Sean McDonald Have Mercy!
Sean McDonald
Have Mercy!
Little Village
Nothing whatsoever sets Sean McDonald apart in the realm of swinging, jumping blues and rock and roll except for everything that he does to deliver these songs. McDonald shakes things up quite considerably by playing the same old same old on his debut album, Have Mercy! His character, and the fire in his belly, set him, and thus these songs, apart. Those traits have always been what it takes to move the same old blues forward by exciting leaps and bounds like this.
McDonald hails from Augusta, Georgia and sang in the church from childhood onward. He also played every musical instrument he could get his hands on. At just 23 now, he masterfully leads a supple band through this diverse, but unified set with second-nature ease. McDonald produced Have Mercy! with Christoffer “Kid” Andersen at Andersen’s Greaseland U.S.A. Studio, with every snappy nuance in every tune relayed in “right before your eyes and ears” sound.
Immediately in Rudy Moore’s “My Soul,” McDonald and the band, including should-be legends June Core on drums and Jim Pugh on keyboards, jump up in a riveting combination of blues, doo-wop, and rock ‘n roll. The hook they land buries instantly, and deeply. McDonald sings the song in a honeyed tenor, and plays concise but impassioned guitar. What a perfect introduction to the young man in just three and a half minutes of high heat.
Then they settle into “Killing Me,” a McDonald original that rubs a little grit into a sophisticated groove, resulting in a blues that covers the bases like Charles Brown leading Roomful of Blues might. The dynamics shift again for a dramatic run through Bobby “Blue” Bland’s “Rocking in the Same Old Boat,” the horn players pumping in early Blood, Sweat & Tears mode, and McDonald calling on the spirit of Mike Bloomfield to help play his guitar.
McDonald’s “Angel Baby” kicks the program up again into a blistering rock ‘n roll tear, the song Fats Domino-fueled, McDonald’s guitar solo recalling Dave Edmunds as inspired by Chuck Berry. And to celebrate his origins and his faith, McDonald takes the band—and us—to church for the preacher Oris Lee Mays’ “Don’t Let the Devil Ride,” a low-slung gospel tune complete with Blind Boys of Alabama-styled singing by the Morgan Brothers and Marcel Smith. McDonald climbs hills and fills valleys alike with them in his own soaring voice as they reject evil.
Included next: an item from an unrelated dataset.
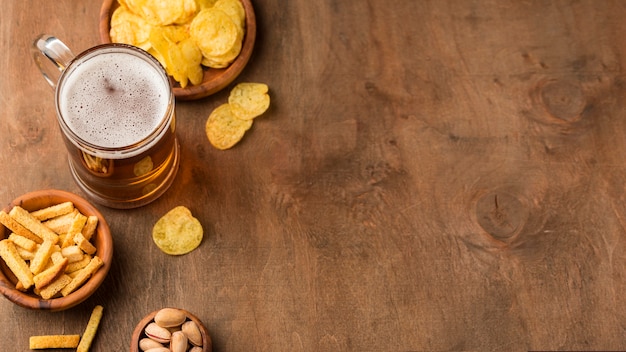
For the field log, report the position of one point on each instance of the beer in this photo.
(116, 110)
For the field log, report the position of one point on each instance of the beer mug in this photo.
(115, 108)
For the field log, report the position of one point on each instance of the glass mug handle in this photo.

All comparisons aside, Sean McDonald absolutely proves himself uniquely ready and able to take on the world throughout Have Mercy! I felt a similar thrill when I first heard the late Sean Costello three decades ago. Add McDonald’s name to a thankfully expanding group of young singers and players such as Christone “Kingfish” Ingram who push tradition forward with one bucketload of personality, and another of reverence. I’ll add that it does seem like anything cut with Andersen at Greaseland is worth paying attention to!